Permisos remunerados
La Alianza por la Crianza reclama medidas «reales» de conciliación para todas las familias, con independencia de su renta. Entre ellas, permisos remunerados y una prestación universal por hijo.
«Conciliar es más fácil cuando se pueden pagar actividades extraescolares para todos tus hijos e hijas o disponer de días de permiso laboral no remunerado, pero para una gran mayoría de familias esto no es posible», denuncian.
Las entidades recuerdan que los permisos de ocho semanas por cuidado de hijos menores de ocho años siguen sin estar remunerados, pese a lo previsto en la directiva europea de conciliación.
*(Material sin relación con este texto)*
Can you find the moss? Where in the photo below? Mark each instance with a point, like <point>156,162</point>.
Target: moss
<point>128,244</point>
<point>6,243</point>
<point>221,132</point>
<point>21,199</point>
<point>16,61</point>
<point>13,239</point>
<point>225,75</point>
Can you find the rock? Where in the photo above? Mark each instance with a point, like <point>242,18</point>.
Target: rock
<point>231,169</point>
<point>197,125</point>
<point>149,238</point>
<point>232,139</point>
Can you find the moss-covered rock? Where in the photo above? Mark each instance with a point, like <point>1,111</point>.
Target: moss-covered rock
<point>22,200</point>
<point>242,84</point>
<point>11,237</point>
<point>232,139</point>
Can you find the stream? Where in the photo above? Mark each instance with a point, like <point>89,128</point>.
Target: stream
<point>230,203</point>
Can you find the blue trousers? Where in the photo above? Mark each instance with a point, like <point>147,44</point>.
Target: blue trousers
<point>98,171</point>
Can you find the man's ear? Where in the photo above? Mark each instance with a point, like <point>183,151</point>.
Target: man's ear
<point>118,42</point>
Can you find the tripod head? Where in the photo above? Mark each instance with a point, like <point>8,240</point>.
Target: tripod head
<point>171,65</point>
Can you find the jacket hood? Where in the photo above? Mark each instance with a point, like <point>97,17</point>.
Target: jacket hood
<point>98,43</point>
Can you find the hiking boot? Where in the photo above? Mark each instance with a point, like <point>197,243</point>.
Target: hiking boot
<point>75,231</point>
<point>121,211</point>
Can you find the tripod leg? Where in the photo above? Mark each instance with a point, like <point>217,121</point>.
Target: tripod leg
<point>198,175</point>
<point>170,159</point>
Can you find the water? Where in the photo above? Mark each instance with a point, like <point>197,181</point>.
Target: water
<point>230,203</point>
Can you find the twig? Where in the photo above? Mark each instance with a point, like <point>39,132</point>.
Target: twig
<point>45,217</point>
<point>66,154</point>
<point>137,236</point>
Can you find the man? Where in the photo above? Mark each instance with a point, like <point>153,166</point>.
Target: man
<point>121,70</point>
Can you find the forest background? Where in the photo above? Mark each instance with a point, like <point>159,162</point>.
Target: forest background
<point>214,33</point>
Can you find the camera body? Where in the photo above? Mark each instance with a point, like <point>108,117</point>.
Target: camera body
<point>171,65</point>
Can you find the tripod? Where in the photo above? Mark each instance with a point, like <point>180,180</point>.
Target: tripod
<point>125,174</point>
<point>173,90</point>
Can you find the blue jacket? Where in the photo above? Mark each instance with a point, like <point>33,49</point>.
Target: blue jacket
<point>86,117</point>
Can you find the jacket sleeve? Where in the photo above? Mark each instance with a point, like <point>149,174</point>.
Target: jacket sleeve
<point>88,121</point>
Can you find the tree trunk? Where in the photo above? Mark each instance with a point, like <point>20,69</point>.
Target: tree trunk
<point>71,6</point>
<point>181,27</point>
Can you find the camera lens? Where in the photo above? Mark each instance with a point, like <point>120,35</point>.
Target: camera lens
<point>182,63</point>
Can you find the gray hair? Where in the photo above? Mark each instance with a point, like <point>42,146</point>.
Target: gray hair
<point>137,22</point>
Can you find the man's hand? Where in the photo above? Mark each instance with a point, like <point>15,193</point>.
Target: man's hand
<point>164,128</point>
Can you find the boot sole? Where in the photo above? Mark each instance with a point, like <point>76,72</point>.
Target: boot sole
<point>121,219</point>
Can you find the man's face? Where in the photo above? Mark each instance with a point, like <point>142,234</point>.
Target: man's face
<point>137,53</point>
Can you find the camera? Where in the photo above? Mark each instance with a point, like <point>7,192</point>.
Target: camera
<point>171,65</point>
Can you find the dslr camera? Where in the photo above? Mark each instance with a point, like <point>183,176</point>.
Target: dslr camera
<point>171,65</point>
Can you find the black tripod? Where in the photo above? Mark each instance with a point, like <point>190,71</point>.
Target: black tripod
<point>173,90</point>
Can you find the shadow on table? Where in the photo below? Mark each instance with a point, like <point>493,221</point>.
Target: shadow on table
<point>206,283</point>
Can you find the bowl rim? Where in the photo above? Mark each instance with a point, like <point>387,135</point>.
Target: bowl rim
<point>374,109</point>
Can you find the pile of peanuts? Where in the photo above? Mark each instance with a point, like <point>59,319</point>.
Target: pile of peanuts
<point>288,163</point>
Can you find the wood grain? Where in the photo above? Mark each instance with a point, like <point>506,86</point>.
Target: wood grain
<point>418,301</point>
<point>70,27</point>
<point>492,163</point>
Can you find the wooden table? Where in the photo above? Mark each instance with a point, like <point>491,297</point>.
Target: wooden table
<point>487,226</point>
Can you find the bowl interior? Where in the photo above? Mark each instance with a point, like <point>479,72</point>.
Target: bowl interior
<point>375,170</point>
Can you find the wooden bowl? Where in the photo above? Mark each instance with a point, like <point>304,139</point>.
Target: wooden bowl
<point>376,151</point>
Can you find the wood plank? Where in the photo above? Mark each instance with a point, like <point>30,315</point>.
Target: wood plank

En la práctica, sostienen, eso impide que muchas familias puedan utilizarlos.
Actualmente existen dos semanas retribuidas por cuidado de hijo menor de ocho años, aprobadas el pasado año, pero solo para trabajadores con hijos nacidos desde agosto de 2024. La Alianza denuncia que esto deja fuera a miles de padres y madres.
Abuelos y redes familiares
La falta de recursos públicos convierte a la red familiar en el principal apoyo. Según el estudio Madres y punto. La realidad invisible de la monoparentalidad en España, elaborado por FAMS en 2019, el 65 % de las madres recurre a familiares para conciliar. El 27 % se apoya en amistades y un 10 % paga ayuda puntual o habitual. Otro 10 %, sin embargo, afirma no contar con nadie.
En el caso de las familias numerosas, más de la mitad, el 51 %, recurre a los abuelos. Un 28 % utiliza extraescolares y un 22 % tiene que contratar a canguros, según una encuesta de la FEFN en verano de 2025.
La situación es especialmente difícil para familias monomarentales, numerosas, vulnerables, migradas o con algún miembro con discapacidad. En esos casos, no siempre hay posibilidad de pagar campamentos, repartir horarios o faltar al trabajo.
Por eso, la Alianza por la Crianza insiste en que la conciliación no puede depender solo del bolsillo, de los abuelos disponibles o de la capacidad de cada familia para «buscarse la vida» cada verano.